# Adding a coniferous taste



## Aurum (Aug 22, 2018)

I'm aware that I'm probably way off-topic for this forum, and I'm sorry about that. I just couldn't find any other forum with such fine conoisseurs of all things smokey!

So. I've been dying to try and smoke *coffee beans* for a while. While I know this is already a thing, while sipping my morning black coffee, I realized that adding a coniferous taste to the beverage could actually be a super interesting thing to try (or a disastrous one, only one way to know). Adding either cedar or spruce homemade syrup (or extract) isn't out of the question, but for obvious reasons, that's just not the ideal way to go. Smoking is. More specifically, smoking the green beans while they roast.

But, yeah. You already know the thing about using conifers to smoke edible stuff. Creosote, sap smoke, all ready to ruin your food and/or make you sick. So I was wondering if there was a way to indeed use these woods for smoking, and impart that coniferous smokey taste to the roasting coffee beans, or if that's just really impossible. Sawdust, chipped wood? Needles? I'm open to suggestions. Thanks!


Edit: And while we're at it, does anyone know if it's beneficial to roast coffee beans in a very humid environment? A quick research seems to say that it is, so I may be tempted to try heavily soaked fir/cedar wood in the oven while the roasting happens (15-20 minutes), I'll get a definitely less smoky result, but it might be worth it.


----------



## mike243 (Aug 23, 2018)

Chew on a few pine needles then take a drink of coffee and see what you think,not all mixes match and not sure where the cedar plays any roll in smokes even though folks roast fish on it in a high heat setting,there are enuf commercial blends and brands of coffee out there that a person could try a new 1 every week for the rest of their life and not have to resort to making their own ymmv lol


----------



## chef jimmyj (Aug 23, 2018)

Black Forest Ham is smoked with some Fir or Juniper. Then there is Cedar Plank Salmon. I suspect a Touch of any of these would suit your need. Small batch experiments will be the key here...JJ


----------



## mosparky (Aug 23, 2018)

Perhaps the result you are looking for will be archived by brewing with water that has been used to steep/soak the wood or greenery. Just a thought.


----------



## Aurum (Aug 23, 2018)

Mike243: I get what you mean, but I can't for the life of me find any coniferous coffee ANYWHERE, so at least I want to try it before dismissing it. 

JimmyJ: probably, juniper is also something I didn't think of, and it sounds promising. 

Mosparky: That's actually brilliant, and I kinda hate myself for not thinking of that before. Since the process for making cedar-tasting water is about the same as for making cedar syrup, it's probably the first thing I'll try.

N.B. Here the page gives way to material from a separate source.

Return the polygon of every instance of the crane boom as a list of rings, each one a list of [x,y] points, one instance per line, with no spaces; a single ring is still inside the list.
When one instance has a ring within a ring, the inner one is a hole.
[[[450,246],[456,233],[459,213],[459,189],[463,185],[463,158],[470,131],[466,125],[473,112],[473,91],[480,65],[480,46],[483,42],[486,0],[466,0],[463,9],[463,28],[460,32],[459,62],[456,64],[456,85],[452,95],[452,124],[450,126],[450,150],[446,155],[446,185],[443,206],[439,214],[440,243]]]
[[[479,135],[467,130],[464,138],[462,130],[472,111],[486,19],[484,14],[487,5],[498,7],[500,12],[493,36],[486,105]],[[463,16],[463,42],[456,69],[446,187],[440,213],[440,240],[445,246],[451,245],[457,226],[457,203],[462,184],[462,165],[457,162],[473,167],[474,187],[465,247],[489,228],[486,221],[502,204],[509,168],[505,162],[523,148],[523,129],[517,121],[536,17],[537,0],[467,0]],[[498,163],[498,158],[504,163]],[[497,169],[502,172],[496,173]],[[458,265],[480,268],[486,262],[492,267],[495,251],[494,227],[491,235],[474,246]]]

Thanks, I'll keep you guys posted about what happens next!


----------



## dave schiller (Aug 23, 2018)

Retsina wine from Greece has a bit of turpentine flavor from pine tar.  I find it to be pleasant.  And Gin is flavored with immature juniper cones, referred to as berries.  So why not conifer taste in coffee?


----------



## oddegan (Aug 23, 2018)

You might try tossing a few juniper berries in with the coffee beans as you roast them.


----------



## SonnyE (Aug 23, 2018)

Not me!
I'm all about my Hazelnut Creamer.
Not much, just a dollop will do.

Maybe a few drops of Pine Sol? :confused::rolleyes:


----------



## gmc2003 (Aug 23, 2018)

If you really want to try it use sawdust and cold smoke it. I would use something other then your smoker, perhaps a large cardboard box. 

Chris


----------